Of course, at just under four minutes logged, there wasn’t a ton to go off of, but in the span of about a minute, Okpala had a rough pair of moments offensively. First, he had a pretty good look from three in the corner come his way, but he hesitated, instead driving towards the rim for a less than pretty floater attempt. Not long after, another opening from the opposite corner arose and Okpala put it up—awkwardly in an attempt to draw a foul—and clunked it off the side of the back board.
After playing a game for the Stockton Kings the other night and going 0 of 2 from deep, he very well could not have been feeling his shot, hence the initial hesitation. But either way one chooses to look at it, whether you’re feeling it or not, that was simply a bad decision.
And regardless of the scenario, Okpala has to keep taking those and doing so with confidence, but while he looked prepared to do that going forth for a moment, he’s now seemed to have regressed. At this point, it almost looks as if he thinks of himself as a liability on that end.
Perhaps in the spirit of knowing one’s role that is not a bad thing, and moreover, as a defensive weapon capable of being called upon, that can be a useful trait for playing within oneself. However, when looking at the requisite depth at the wing, this direction move Okpala further away from potentially being that guy.
That ascendance would be a miracle of sorts, though. Everybody knows that, which is why an adequate backup to Barnes remains a pertinent issue. The backup center is one that ebbs and flows; it’s been inconsistently held down, but it’s had a better share of good moments. The other spot has essentially been a hole from the start of the season to the present.

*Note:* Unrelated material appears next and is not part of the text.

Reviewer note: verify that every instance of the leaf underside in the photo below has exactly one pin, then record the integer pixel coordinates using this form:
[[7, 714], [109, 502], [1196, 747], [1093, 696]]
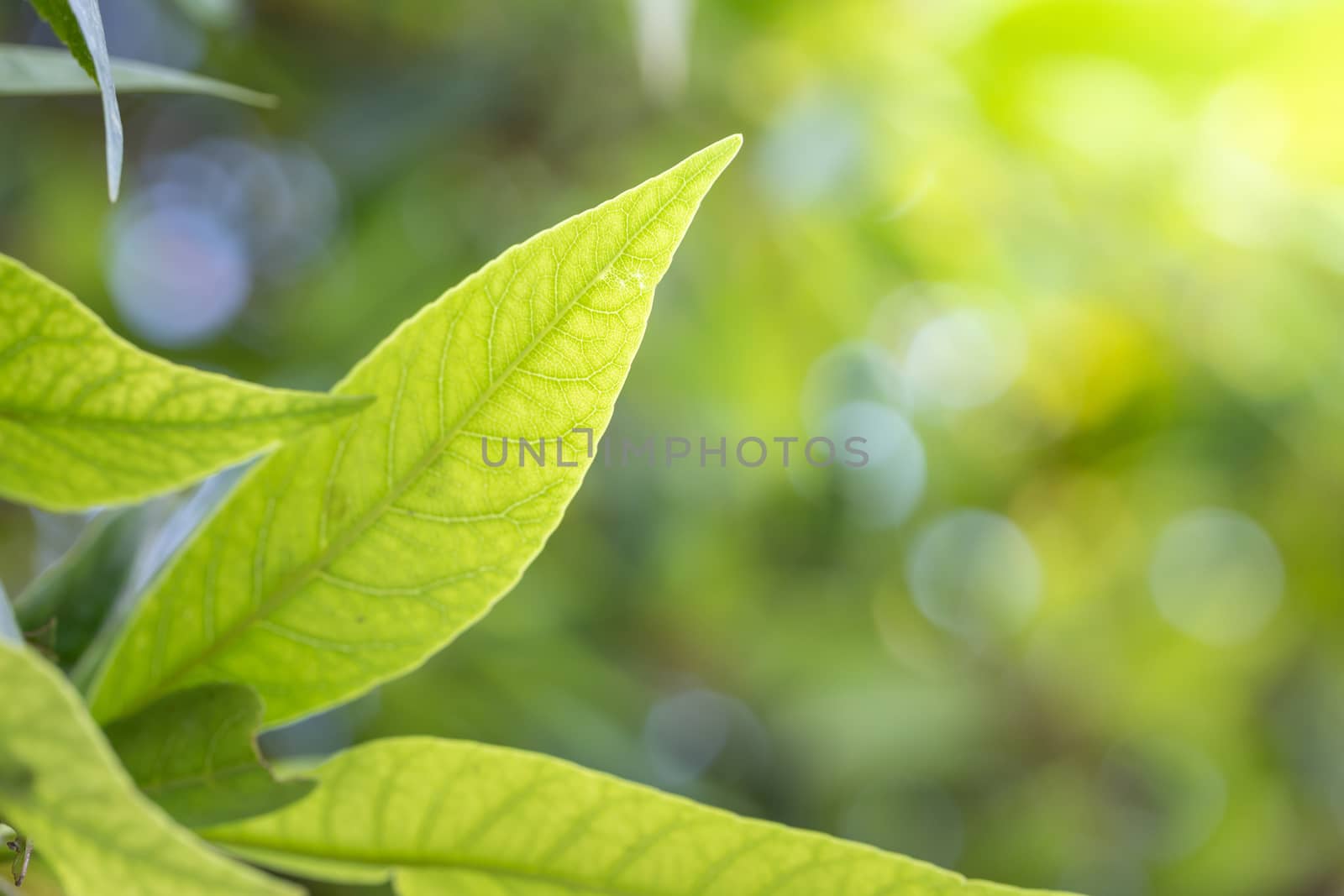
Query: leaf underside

Without discrediting any need or desire for a backup 5, a more reliable backup wing seems like an area in need of attention. Perhaps Deonte Burton–who the Kings are bringing up from Stockton with a 10-day after deciding not to give PJ Dozier a third–or maybe Okpala gets it together, but it’s looking more and more like the wing is in the running for area most in need of improvement as the deadline season takes hold.
Okpala is a defensive asset, but it just seems he’s far from making the two-way impact necessary for being an effective nightly rotation guy.
The Kings will stick around Minnesota to play these same Timberwolves on Monday night. Then they’ll have a chance to answer back and avoid an 0-2 start to a tough trip.